1

I believe this is a loop and gregexpr() issue. I'm trying to extract/export multi-line text from i number of standardized instances within i number of standardized .txt forms into a data frame where each instance is a separate row. So far, I can successfully extract the string data (though the algorithm extracts a little more than the stated gregexpr() parameters) but can only export as .txt as a lump sum of text.

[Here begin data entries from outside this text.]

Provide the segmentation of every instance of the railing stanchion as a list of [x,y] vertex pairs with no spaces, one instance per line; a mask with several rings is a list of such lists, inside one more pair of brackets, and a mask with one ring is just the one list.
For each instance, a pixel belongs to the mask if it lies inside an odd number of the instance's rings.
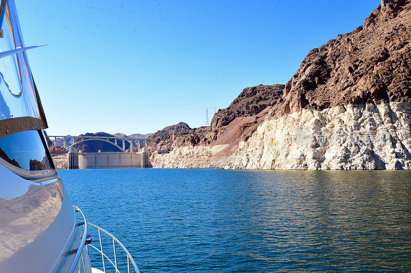
[[114,250],[114,262],[116,263],[116,270],[118,269],[117,268],[117,251],[116,251],[116,241],[114,238],[113,239],[113,248]]
[[101,259],[103,260],[103,270],[106,273],[106,264],[104,262],[104,255],[103,255],[103,243],[101,242],[101,232],[99,230],[99,239],[100,239],[100,248],[101,249]]

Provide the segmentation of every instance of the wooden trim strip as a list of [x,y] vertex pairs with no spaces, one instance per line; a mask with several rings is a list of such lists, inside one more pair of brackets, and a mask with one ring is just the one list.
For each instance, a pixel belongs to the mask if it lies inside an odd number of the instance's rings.
[[22,116],[2,120],[0,120],[0,139],[24,131],[46,128],[47,128],[47,125],[43,120],[32,116]]

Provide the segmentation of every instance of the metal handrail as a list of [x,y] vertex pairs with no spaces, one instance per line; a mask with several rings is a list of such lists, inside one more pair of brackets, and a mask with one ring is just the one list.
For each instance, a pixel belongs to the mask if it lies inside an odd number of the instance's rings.
[[[76,267],[77,266],[77,264],[79,263],[79,260],[80,260],[80,256],[81,255],[81,254],[83,252],[83,249],[84,248],[84,245],[86,243],[86,238],[87,238],[87,221],[86,221],[86,217],[84,216],[84,215],[83,214],[83,212],[81,211],[81,210],[80,210],[80,209],[79,209],[76,206],[73,206],[73,208],[74,208],[74,213],[78,212],[80,212],[80,214],[81,215],[81,217],[83,218],[82,223],[84,225],[84,230],[83,232],[83,236],[81,237],[81,241],[80,241],[80,246],[77,249],[73,250],[76,251],[76,256],[74,257],[73,262],[71,263],[71,265],[70,266],[70,268],[69,268],[68,269],[68,272],[69,272],[70,273],[72,273],[73,272],[74,272],[74,270],[76,269]],[[79,226],[79,224],[76,224],[76,226],[78,227]]]
[[[100,254],[101,254],[101,259],[103,262],[103,271],[105,273],[106,272],[106,266],[105,266],[105,262],[104,261],[104,257],[107,258],[109,262],[111,264],[111,265],[114,267],[115,269],[116,269],[116,272],[117,273],[119,273],[120,271],[119,271],[118,269],[118,264],[117,263],[117,251],[116,248],[116,243],[117,242],[120,246],[123,248],[123,250],[124,250],[126,254],[127,254],[127,272],[130,273],[131,272],[131,267],[130,266],[130,263],[133,265],[133,267],[134,268],[134,270],[136,273],[140,273],[140,271],[138,270],[138,267],[137,265],[136,264],[136,262],[134,261],[134,259],[133,259],[133,257],[130,254],[130,252],[128,252],[128,250],[125,248],[125,247],[121,243],[121,242],[117,239],[116,237],[115,237],[112,234],[109,233],[108,231],[107,231],[103,229],[103,228],[100,227],[98,226],[96,226],[96,225],[94,225],[90,223],[88,223],[88,225],[90,225],[91,226],[96,227],[99,230],[99,240],[100,242],[100,249],[99,249],[91,244],[89,244],[90,246],[97,250]],[[114,251],[114,263],[113,263],[113,261],[110,259],[107,255],[104,253],[104,251],[103,249],[103,243],[101,239],[101,231],[104,232],[110,237],[111,238],[113,239],[113,250]]]

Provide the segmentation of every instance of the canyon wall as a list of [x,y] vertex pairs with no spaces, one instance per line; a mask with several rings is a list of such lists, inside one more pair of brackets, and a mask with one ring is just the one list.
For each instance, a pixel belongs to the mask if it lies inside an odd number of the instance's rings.
[[211,126],[162,134],[172,151],[153,165],[409,169],[410,102],[411,1],[382,0],[363,26],[310,51],[285,85],[246,88]]
[[405,102],[302,109],[265,121],[225,167],[409,169],[410,113]]

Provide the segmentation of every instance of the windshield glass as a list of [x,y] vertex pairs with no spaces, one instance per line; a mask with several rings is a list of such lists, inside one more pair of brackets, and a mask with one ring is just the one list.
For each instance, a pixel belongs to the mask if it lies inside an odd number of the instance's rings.
[[[24,47],[14,1],[3,9],[0,52]],[[0,120],[21,116],[40,118],[25,51],[0,58]]]
[[41,133],[30,130],[0,139],[0,158],[26,170],[52,169]]

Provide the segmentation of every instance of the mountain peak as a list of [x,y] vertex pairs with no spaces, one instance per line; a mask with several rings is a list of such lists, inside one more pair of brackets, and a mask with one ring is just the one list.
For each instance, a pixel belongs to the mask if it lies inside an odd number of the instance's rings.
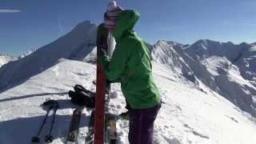
[[167,45],[170,45],[170,46],[177,46],[177,45],[182,45],[177,42],[174,41],[167,41],[167,40],[159,40],[157,42],[156,44],[160,44],[160,43],[164,43],[164,44],[167,44]]
[[256,42],[251,43],[250,45],[256,46]]

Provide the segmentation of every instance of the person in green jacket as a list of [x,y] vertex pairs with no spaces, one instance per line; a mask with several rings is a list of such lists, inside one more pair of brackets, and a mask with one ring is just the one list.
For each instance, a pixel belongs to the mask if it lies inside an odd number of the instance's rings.
[[151,144],[161,98],[154,82],[148,47],[133,30],[139,14],[124,10],[115,3],[111,8],[105,14],[105,22],[98,26],[98,34],[101,37],[110,31],[116,46],[111,58],[102,50],[99,62],[109,81],[121,82],[122,91],[130,107],[130,143]]

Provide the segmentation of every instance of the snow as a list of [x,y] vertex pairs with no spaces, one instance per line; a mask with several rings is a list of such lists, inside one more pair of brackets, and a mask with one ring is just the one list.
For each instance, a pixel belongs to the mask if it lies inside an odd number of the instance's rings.
[[82,60],[95,46],[96,30],[95,24],[81,22],[70,33],[38,49],[33,54],[2,67],[0,90],[23,82],[55,65],[59,58]]
[[[206,87],[203,92],[194,89],[191,84],[185,84],[165,65],[154,62],[153,66],[154,76],[163,100],[155,122],[155,143],[256,142],[256,123],[234,105]],[[2,93],[0,143],[30,143],[46,114],[40,106],[48,98],[55,99],[60,104],[53,132],[55,138],[52,143],[63,143],[74,107],[66,92],[75,84],[94,91],[92,82],[95,79],[95,66],[86,62],[61,59],[51,68]],[[116,96],[110,101],[110,111],[121,114],[125,110],[125,100],[119,85],[114,85],[113,90]],[[80,128],[80,143],[84,141],[87,132],[89,114],[90,110],[85,109]],[[128,143],[128,124],[126,120],[118,122],[119,143]]]
[[6,54],[0,54],[0,67],[9,62],[15,61],[18,58],[13,56],[6,55]]
[[[159,41],[151,52],[154,62],[168,66],[180,78],[206,85],[256,116],[255,47],[199,40],[190,46]],[[185,48],[184,48],[185,47]],[[200,88],[199,88],[200,89]]]
[[[52,143],[65,143],[75,108],[67,92],[75,84],[95,91],[96,29],[83,22],[0,68],[1,144],[30,143],[46,114],[41,105],[47,99],[60,104]],[[162,98],[154,143],[256,143],[255,50],[246,43],[207,39],[193,45],[158,41],[150,46],[154,77]],[[9,62],[3,59],[0,62]],[[120,84],[114,85],[111,95],[109,110],[125,111]],[[78,143],[86,136],[90,114],[90,110],[83,110]],[[129,122],[118,119],[117,124],[118,143],[128,143]],[[42,140],[47,130],[42,131]]]

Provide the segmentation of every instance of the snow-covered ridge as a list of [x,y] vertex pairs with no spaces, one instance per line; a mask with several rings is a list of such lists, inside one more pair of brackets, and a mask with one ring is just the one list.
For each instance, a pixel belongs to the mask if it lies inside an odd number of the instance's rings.
[[[61,59],[54,66],[2,93],[0,143],[30,143],[46,114],[40,106],[48,98],[57,100],[60,106],[52,133],[52,143],[65,143],[74,109],[67,91],[75,84],[94,91],[95,86],[92,82],[95,79],[95,73],[94,65]],[[256,123],[221,95],[207,87],[202,87],[203,90],[200,90],[191,83],[184,83],[166,65],[155,62],[153,62],[153,74],[163,101],[154,125],[155,144],[256,142]],[[120,86],[114,85],[113,90],[117,97],[111,98],[110,110],[113,114],[121,114],[125,110],[125,100]],[[84,143],[90,114],[86,109],[82,112],[78,143]],[[49,126],[49,122],[46,126]],[[118,143],[128,143],[128,121],[118,121]],[[42,141],[48,130],[43,129],[40,135]]]
[[0,91],[51,67],[60,58],[82,60],[95,46],[96,30],[95,24],[83,22],[52,43],[3,66],[0,69]]
[[18,58],[8,54],[0,54],[0,67],[9,62],[15,61]]
[[27,57],[36,50],[37,50],[37,49],[30,49],[30,50],[26,51],[26,53],[24,53],[21,56],[19,56],[18,58],[23,58],[25,57]]
[[190,46],[160,41],[154,47],[154,61],[167,65],[188,82],[195,80],[198,87],[202,82],[256,116],[255,46],[199,40]]

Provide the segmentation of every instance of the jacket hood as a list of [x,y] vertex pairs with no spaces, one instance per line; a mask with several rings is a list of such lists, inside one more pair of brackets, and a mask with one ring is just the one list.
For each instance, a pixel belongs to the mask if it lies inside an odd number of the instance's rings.
[[124,10],[120,14],[114,32],[114,37],[117,42],[119,41],[126,33],[134,29],[139,16],[138,13],[131,10]]

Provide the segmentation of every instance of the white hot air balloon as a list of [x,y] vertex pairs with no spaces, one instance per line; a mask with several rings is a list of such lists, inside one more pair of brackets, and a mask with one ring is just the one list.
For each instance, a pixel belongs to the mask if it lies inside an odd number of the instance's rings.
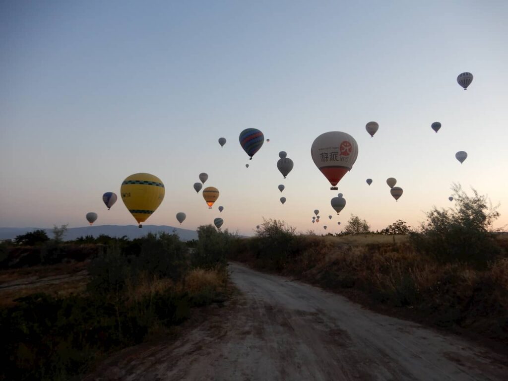
[[402,188],[400,186],[394,186],[390,190],[390,193],[392,194],[395,201],[398,201],[400,196],[402,195]]
[[277,169],[279,170],[279,172],[282,174],[284,178],[285,178],[288,174],[291,172],[293,166],[293,161],[289,157],[280,158],[277,162]]
[[195,182],[194,186],[194,190],[196,190],[196,193],[199,193],[199,191],[203,187],[203,184],[200,182]]
[[338,214],[346,206],[346,200],[342,197],[334,197],[330,201],[330,203],[332,205],[332,207],[337,212],[337,214]]
[[464,161],[467,158],[467,152],[465,151],[459,151],[455,154],[455,158],[462,164],[464,163]]
[[185,215],[185,213],[183,212],[179,212],[176,213],[176,220],[180,223],[180,225],[182,225],[182,223],[185,220],[185,217],[187,216]]
[[379,128],[379,125],[375,122],[369,122],[365,124],[365,130],[370,135],[371,138],[374,137],[374,134],[376,133]]
[[336,190],[340,179],[351,170],[358,156],[358,144],[348,134],[332,131],[322,134],[310,149],[314,164]]
[[202,172],[201,173],[200,173],[199,179],[201,181],[201,182],[204,184],[205,182],[208,179],[208,174],[205,173],[205,172]]
[[473,81],[473,75],[470,73],[462,73],[459,74],[457,77],[457,82],[464,90],[467,89],[467,86],[471,84]]

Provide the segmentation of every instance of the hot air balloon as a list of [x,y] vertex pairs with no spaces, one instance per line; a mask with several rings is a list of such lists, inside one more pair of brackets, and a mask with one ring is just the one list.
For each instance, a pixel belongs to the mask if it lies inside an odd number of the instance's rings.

  1. How can I create a data frame of the extracted txt-files' text where each instance of multi-line text has its own row? (Once the data is in a data.frame format, I know how to export as xlsx from there.)
  2. How can I extract only the data from the parameters I have set?

With help (particularly from Ben from the comments of this post), here is what I have so far:

# Txt Data Format
txt 1 <-
"A. The First:  abcdefg hijklmnop qrstuv wxyz. B. The Second: abcdefg hijklmnop qrstuv wxyz.
    abcdefg hijklmnop qrstuv wxyz. abcdefg hijklmnop qrstuv wxyz abcdefg hijklmnop qrstuv wxyz.
 C. The Third:  abcdefg hijklmnop qrstuv wxyz. D. The Fourth: abcdefg hijklmnop qrstuv wxyz.
    abcdefg hijklmnop qrstuv wxyz. abcdefg hijklmnop qrstuv wxyz abcdefg hijklmnop qrstuv wxyz.
 A. The First:  abcdefg hijklmnop qrstuv wxyz. B. The Second: abcdefg hijklmnop qrstuv wxyz.
    abcdefg hijklmnop qrstuv wxyz. abcdefg hijklmnop qrstuv wxyz abcdefg hijklmnop qrstuv wxyz.
 C. The Third:  abcdefg hijklmnop qrstuv wxyz. D. The Fourth: abcdefg hijklmnop qrstuv wxyz."
    abcdefg hijklmnop qrstuv wxyz. abcdefg hijklmnop qrstuv wxyz abcdefg hijklmnop qrstuv wxyz.

txt 2 <-
"A. The First:  abcdefg hijklmnop qrstuv wxyz. B. The Second: abcdefg hijklmnop qrstuv wxyz.
    abcdefg hijklmnop qrstuv wxyz. abcdefg hijklmnop qrstuv wxyz abcdefg hijklmnop qrstuv wxyz.
 C. The Third:  abcdefg hijklmnop qrstuv wxyz. D. The Fourth: abcdefg hijklmnop qrstuv wxyz.
    abcdefg hijklmnop qrstuv wxyz. abcdefg hijklmnop qrstuv wxyz abcdefg hijklmnop qrstuv wxyz.
 A. The First:  abcdefg hijklmnop qrstuv wxyz. B. The Second: abcdefg hijklmnop qrstuv wxyz.
    abcdefg hijklmnop qrstuv wxyz. abcdefg hijklmnop qrstuv wxyz abcdefg hijklmnop qrstuv wxyz.
 C. The Third:  abcdefg hijklmnop qrstuv wxyz. D. The Fourth: abcdefg hijklmnop qrstuv wxyz."
    abcdefg hijklmnop qrstuv wxyz. abcdefg hijklmnop qrstuv wxyz abcdefg hijklmnop qrstuv wxyz.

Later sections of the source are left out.